By the time it acquired the power of speech, cinema was already a complex artistic form with the capacity to capture moods, build characters, and tell stories. Though 1927 may have been the year in which Alan Crosland’s The Jazz Singer ushered in the age of Talkies, it was also the year in which Fritz Lang produced Metropolis and William A. Wellman’s Wings picked up the first ever Academy Award for Best Picture. Though synchronised sound and dialogue would eventually go on to revolutionise the industry and change the face of film forever, the art of silent storytelling has never gone away. To this day, films like Jose Luis Guerrin’s In The City of Sylvia, Michel Hazanavicius’ The Artist and Aardman’s Shaun the Sheep Movie remind us of how well films can speak even when they do not say a word. Diemo Kemmesies’ debut feature Silent Youth harkens back to the era of silent film as while it may contain quite a bit of dialogue, its true power lies in what the characters do not say.
Marlo (Martin Bruchmann) is a taciturn engineering student who has travelled to Berlin in order to spend some time with a female friend (Linda Schule). Finding himself in a strange city with little money and nothing to do, Marlo wanders the streets until a young man brushes past him and returns his gaze. Marlo cannot help himself from staring until the young man asks whether they might know each other. Within seconds of meeting, the two men are sharing a moment and dancing around the question of their respective sexualities: Do you have a girlfriend? Have you ever been with another man? The answers are invariably negative but the softening body language and growing intimacy suggest that there is a lot more going on here than a chance encounter between strangers.
The two boys agree to meet up the following day but while Kirill (Josef Mattes) seemed eager to take Marlo’s number, he is very slow to give him a call. Despite the pair having only just met, Kirill’s absence from Marlo’s life is all-pervasive. Taciturn and introverted at the best of times, Marlo clams even tighter shut until a friendly interrogation by his friend invites the admission that while he did not meet a girl, he did meet a guy. The traditions of visual storytelling live on in art house film because art house films like to encourage thought about what might be going through the characters’ minds. Silent Youth is, at times, uncomfortably silent but the silence encourages us to think about the characters and connect with their emotional states. For example, Marlo’s friend keeps making jokes about Marlo hooking up with a local girl but when Marlo effectively comes out to her, her face says more about her feelings of embarrassment and regret than mere words ever could. The film’s terms of engagement are made even clearer when Marlo and Kirill wind up being driven around by Kirill’s equally silent father; When Marlo asks why the old boy keeps staring at him, Kirill responds that he is trying to read his mind… just like the audience.

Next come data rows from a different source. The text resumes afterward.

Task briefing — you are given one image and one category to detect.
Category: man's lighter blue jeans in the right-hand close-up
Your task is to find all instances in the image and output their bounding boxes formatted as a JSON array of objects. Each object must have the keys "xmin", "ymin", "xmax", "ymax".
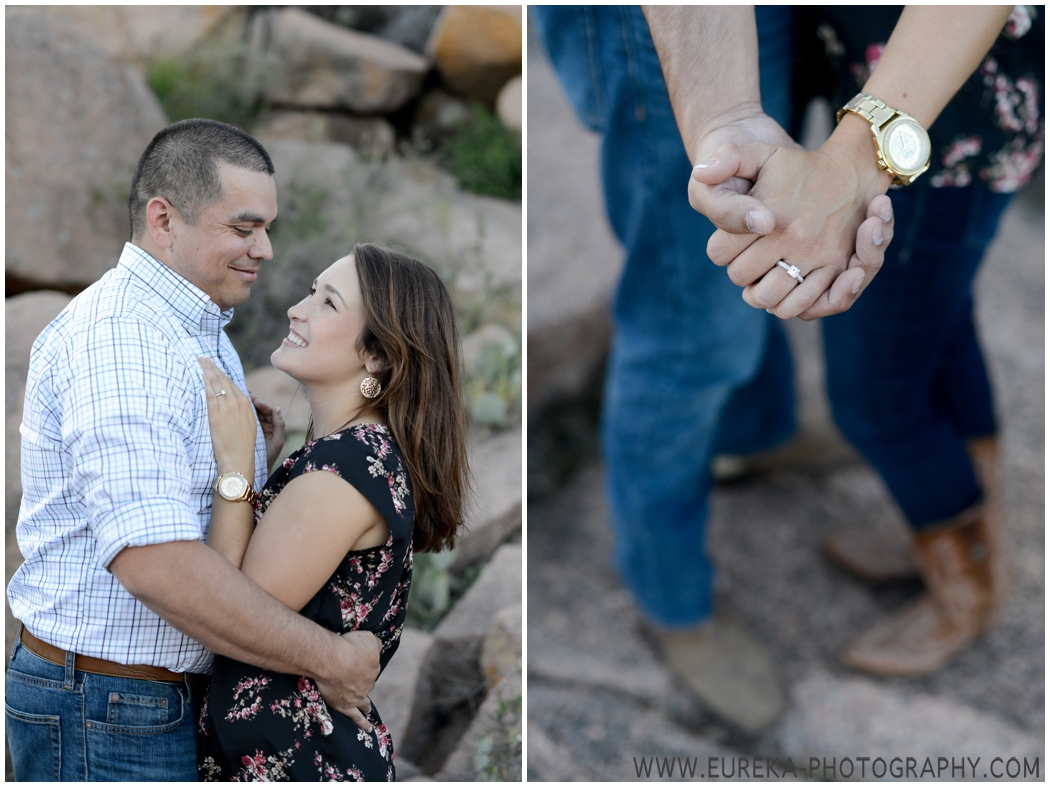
[{"xmin": 530, "ymin": 6, "xmax": 795, "ymax": 626}]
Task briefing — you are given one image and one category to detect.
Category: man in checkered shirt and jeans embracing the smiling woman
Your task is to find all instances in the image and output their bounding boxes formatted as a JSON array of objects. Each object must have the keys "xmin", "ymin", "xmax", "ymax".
[{"xmin": 6, "ymin": 120, "xmax": 379, "ymax": 782}]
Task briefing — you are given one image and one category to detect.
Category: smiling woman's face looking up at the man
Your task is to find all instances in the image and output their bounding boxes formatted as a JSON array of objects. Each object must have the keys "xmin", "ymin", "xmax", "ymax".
[{"xmin": 270, "ymin": 255, "xmax": 365, "ymax": 384}]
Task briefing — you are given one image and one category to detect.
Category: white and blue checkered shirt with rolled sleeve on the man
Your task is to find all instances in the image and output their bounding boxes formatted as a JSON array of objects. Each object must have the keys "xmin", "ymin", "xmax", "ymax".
[{"xmin": 7, "ymin": 243, "xmax": 267, "ymax": 673}]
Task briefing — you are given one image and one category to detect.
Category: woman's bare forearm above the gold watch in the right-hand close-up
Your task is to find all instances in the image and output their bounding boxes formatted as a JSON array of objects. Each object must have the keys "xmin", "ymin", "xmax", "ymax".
[{"xmin": 864, "ymin": 5, "xmax": 1013, "ymax": 128}]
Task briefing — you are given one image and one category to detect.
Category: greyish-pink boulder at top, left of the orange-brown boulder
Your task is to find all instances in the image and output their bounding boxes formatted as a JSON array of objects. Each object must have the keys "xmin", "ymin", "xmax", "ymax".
[{"xmin": 251, "ymin": 7, "xmax": 429, "ymax": 114}]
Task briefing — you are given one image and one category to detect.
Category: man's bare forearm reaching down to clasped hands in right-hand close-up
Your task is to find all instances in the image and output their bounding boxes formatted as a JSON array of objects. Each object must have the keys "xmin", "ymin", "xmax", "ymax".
[{"xmin": 643, "ymin": 5, "xmax": 762, "ymax": 155}]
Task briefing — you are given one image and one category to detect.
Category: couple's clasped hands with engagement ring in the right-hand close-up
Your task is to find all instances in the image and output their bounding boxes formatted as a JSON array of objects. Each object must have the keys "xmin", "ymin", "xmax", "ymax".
[{"xmin": 689, "ymin": 107, "xmax": 894, "ymax": 320}]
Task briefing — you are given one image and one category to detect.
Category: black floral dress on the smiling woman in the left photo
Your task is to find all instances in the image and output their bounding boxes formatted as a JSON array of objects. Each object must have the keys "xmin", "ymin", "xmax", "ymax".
[{"xmin": 197, "ymin": 424, "xmax": 414, "ymax": 782}]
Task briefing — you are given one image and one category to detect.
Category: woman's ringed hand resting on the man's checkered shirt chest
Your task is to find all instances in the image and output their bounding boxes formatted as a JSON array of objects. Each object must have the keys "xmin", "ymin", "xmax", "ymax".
[{"xmin": 197, "ymin": 357, "xmax": 258, "ymax": 483}]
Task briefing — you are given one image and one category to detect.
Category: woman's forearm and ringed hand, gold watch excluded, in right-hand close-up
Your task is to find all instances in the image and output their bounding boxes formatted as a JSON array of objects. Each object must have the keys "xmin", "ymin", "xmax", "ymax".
[{"xmin": 694, "ymin": 6, "xmax": 1012, "ymax": 318}]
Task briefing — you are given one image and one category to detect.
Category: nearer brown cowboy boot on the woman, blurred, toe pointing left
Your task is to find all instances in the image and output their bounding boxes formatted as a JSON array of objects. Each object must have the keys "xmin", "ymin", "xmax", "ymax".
[{"xmin": 843, "ymin": 505, "xmax": 1002, "ymax": 676}]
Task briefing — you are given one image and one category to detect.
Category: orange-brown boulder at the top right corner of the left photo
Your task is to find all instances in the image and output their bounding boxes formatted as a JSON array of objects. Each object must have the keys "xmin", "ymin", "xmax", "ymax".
[{"xmin": 426, "ymin": 5, "xmax": 522, "ymax": 108}]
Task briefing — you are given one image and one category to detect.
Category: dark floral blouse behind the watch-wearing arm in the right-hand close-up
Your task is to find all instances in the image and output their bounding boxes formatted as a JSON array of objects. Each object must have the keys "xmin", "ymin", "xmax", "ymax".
[{"xmin": 795, "ymin": 5, "xmax": 1046, "ymax": 193}]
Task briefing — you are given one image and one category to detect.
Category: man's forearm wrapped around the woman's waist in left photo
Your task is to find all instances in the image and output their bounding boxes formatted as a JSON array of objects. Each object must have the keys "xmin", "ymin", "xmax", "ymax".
[{"xmin": 109, "ymin": 541, "xmax": 363, "ymax": 680}]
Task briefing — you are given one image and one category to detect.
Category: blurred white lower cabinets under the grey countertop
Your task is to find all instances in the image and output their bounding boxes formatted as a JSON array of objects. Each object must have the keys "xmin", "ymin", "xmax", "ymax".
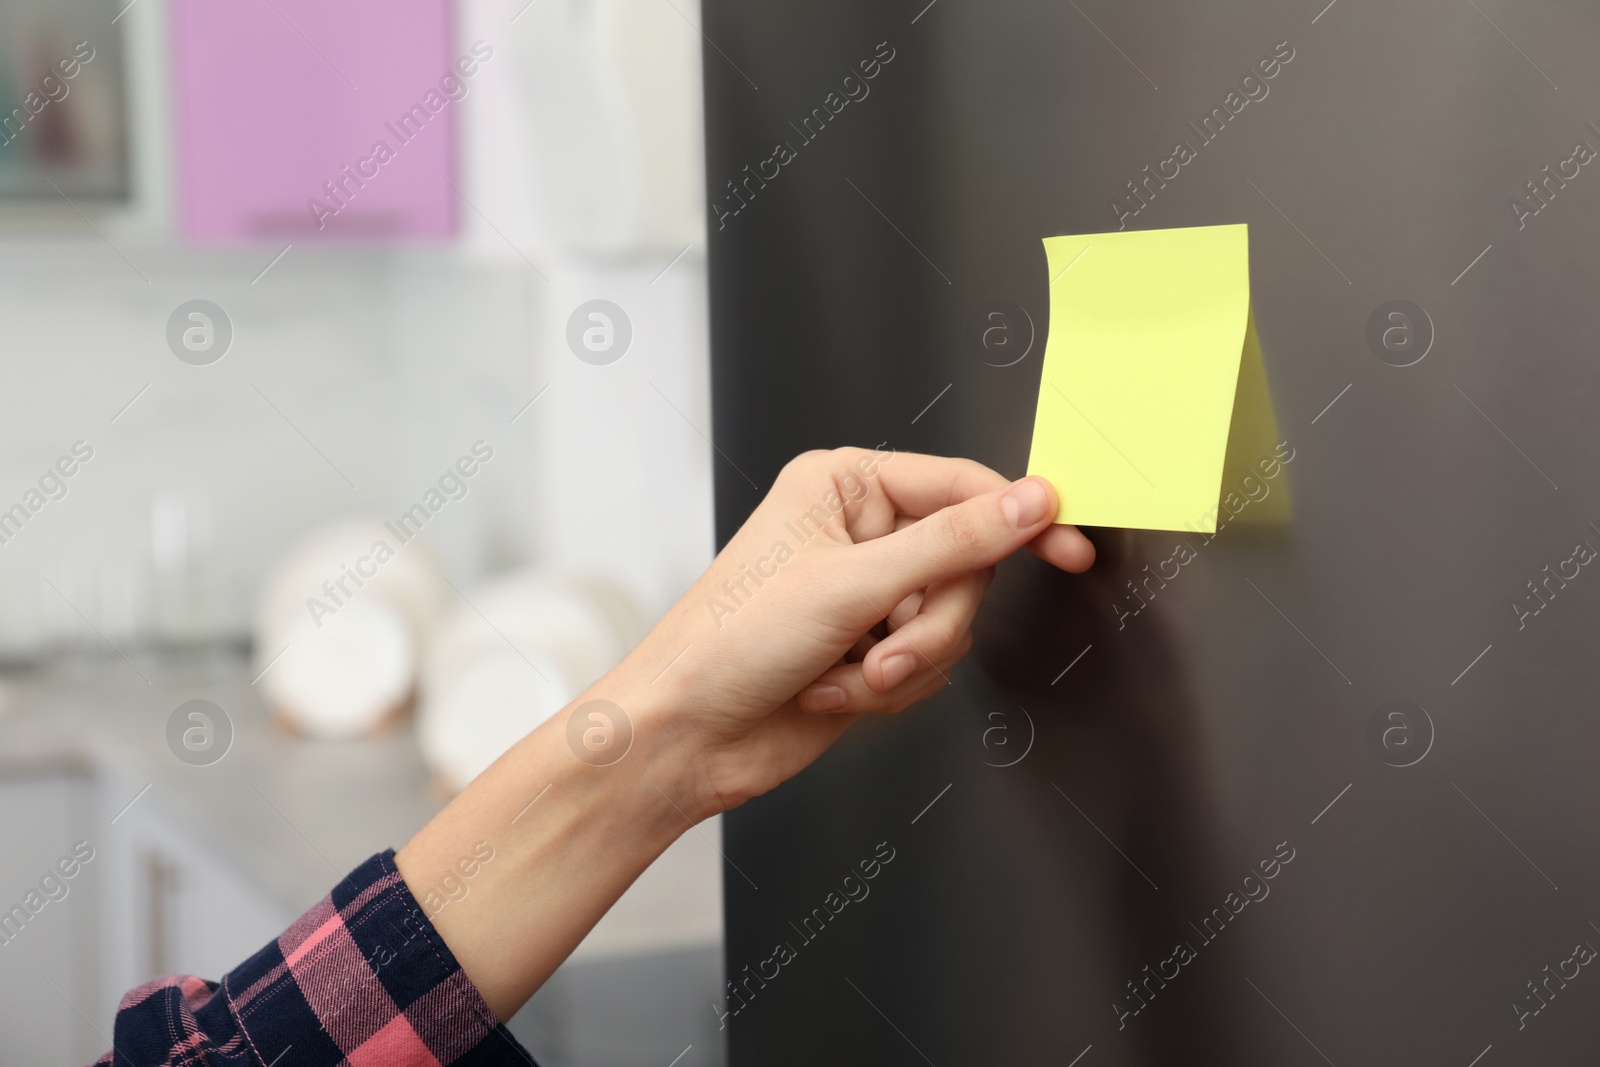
[{"xmin": 0, "ymin": 766, "xmax": 296, "ymax": 1067}]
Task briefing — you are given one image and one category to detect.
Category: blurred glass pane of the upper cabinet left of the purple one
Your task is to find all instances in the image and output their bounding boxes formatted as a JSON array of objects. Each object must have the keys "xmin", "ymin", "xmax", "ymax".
[{"xmin": 0, "ymin": 0, "xmax": 130, "ymax": 200}]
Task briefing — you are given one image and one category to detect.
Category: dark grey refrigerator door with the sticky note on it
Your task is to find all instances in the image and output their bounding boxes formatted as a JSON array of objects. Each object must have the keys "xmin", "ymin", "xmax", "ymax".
[{"xmin": 702, "ymin": 0, "xmax": 1600, "ymax": 1067}]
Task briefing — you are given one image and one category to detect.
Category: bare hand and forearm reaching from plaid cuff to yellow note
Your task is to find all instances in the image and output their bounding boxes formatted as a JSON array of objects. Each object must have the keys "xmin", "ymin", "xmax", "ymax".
[{"xmin": 395, "ymin": 448, "xmax": 1094, "ymax": 1021}]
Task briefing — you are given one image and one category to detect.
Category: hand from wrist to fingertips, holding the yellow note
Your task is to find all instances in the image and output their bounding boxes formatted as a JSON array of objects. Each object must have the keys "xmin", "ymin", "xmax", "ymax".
[{"xmin": 595, "ymin": 448, "xmax": 1094, "ymax": 817}]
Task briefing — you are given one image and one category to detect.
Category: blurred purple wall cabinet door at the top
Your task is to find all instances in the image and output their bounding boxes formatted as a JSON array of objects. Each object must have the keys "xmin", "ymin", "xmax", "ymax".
[{"xmin": 171, "ymin": 0, "xmax": 464, "ymax": 242}]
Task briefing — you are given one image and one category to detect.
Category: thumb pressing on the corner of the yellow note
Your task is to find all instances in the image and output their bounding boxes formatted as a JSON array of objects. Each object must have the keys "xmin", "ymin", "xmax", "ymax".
[{"xmin": 853, "ymin": 475, "xmax": 1059, "ymax": 605}]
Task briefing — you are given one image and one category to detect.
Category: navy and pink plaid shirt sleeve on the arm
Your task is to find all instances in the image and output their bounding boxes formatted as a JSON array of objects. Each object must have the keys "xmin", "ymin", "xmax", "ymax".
[{"xmin": 96, "ymin": 849, "xmax": 536, "ymax": 1067}]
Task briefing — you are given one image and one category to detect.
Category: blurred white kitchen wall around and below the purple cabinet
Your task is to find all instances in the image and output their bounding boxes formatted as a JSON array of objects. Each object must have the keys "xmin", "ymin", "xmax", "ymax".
[{"xmin": 0, "ymin": 0, "xmax": 712, "ymax": 659}]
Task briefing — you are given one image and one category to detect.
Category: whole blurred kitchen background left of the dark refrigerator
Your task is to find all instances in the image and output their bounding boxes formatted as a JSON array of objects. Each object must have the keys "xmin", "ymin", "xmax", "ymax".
[{"xmin": 0, "ymin": 0, "xmax": 723, "ymax": 1067}]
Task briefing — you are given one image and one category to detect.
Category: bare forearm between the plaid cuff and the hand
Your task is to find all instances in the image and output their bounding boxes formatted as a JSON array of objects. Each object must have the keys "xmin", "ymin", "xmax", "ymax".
[{"xmin": 395, "ymin": 662, "xmax": 710, "ymax": 1021}]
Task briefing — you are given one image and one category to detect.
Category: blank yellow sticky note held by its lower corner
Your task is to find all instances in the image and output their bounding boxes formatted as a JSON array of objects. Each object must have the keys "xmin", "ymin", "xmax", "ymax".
[{"xmin": 1027, "ymin": 224, "xmax": 1270, "ymax": 533}]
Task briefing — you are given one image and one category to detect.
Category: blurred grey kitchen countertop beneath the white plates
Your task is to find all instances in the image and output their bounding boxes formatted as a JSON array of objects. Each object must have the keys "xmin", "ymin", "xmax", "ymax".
[{"xmin": 0, "ymin": 672, "xmax": 722, "ymax": 960}]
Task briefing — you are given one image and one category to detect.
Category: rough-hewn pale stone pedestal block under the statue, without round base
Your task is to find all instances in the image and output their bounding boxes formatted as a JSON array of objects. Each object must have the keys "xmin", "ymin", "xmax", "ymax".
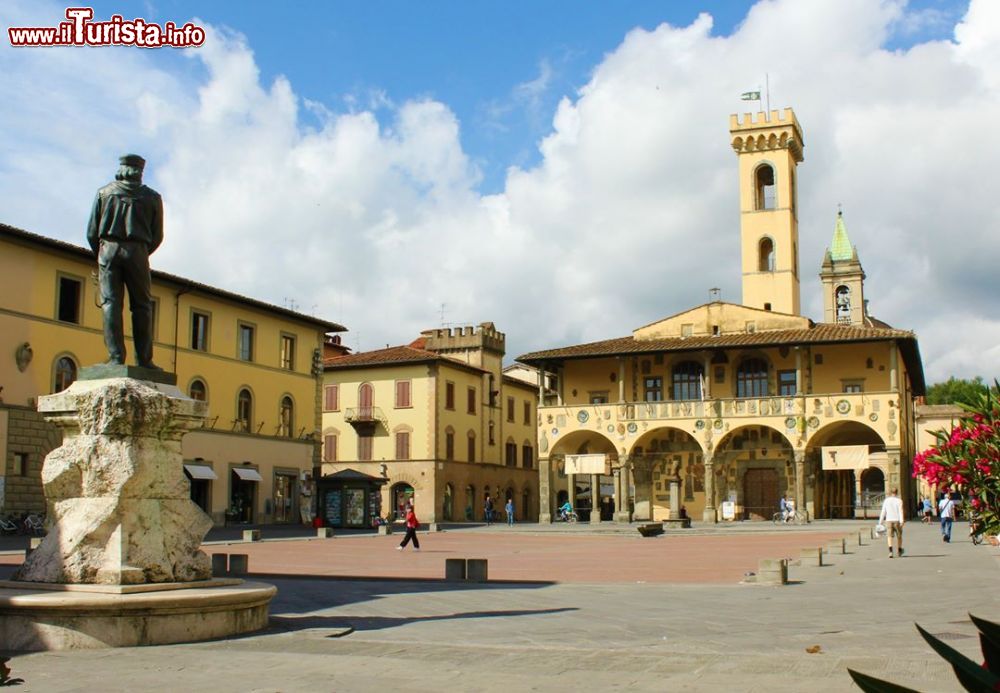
[{"xmin": 14, "ymin": 378, "xmax": 212, "ymax": 585}]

Silent Youth is a beautifully shot film that positively revels in its long silences. However, despite shifting from one pregnant pause to another, the film never feels repetitive as each of the silences reflects a different mood and another stage in the boys’ burgeoning relationship. Sometimes the silence is framed with sunlight and uncut grass in a way that evokes warmth and lust, other times the silence finds Kirill leaning back into a darkened corner as a means of capturing a momentary panic over the decision to have sex with a man. Despite this being his first feature film, Diemo Kemmesies’ direction is subtle but assured and the performances he coaxes from his actors are nothing short of mesmerising.
As admirably short as it is focused, Silent Youth is a sensitive, engaging, and technically brilliant film that firmly establishes Diemo Kemmesies as a major talent for the future.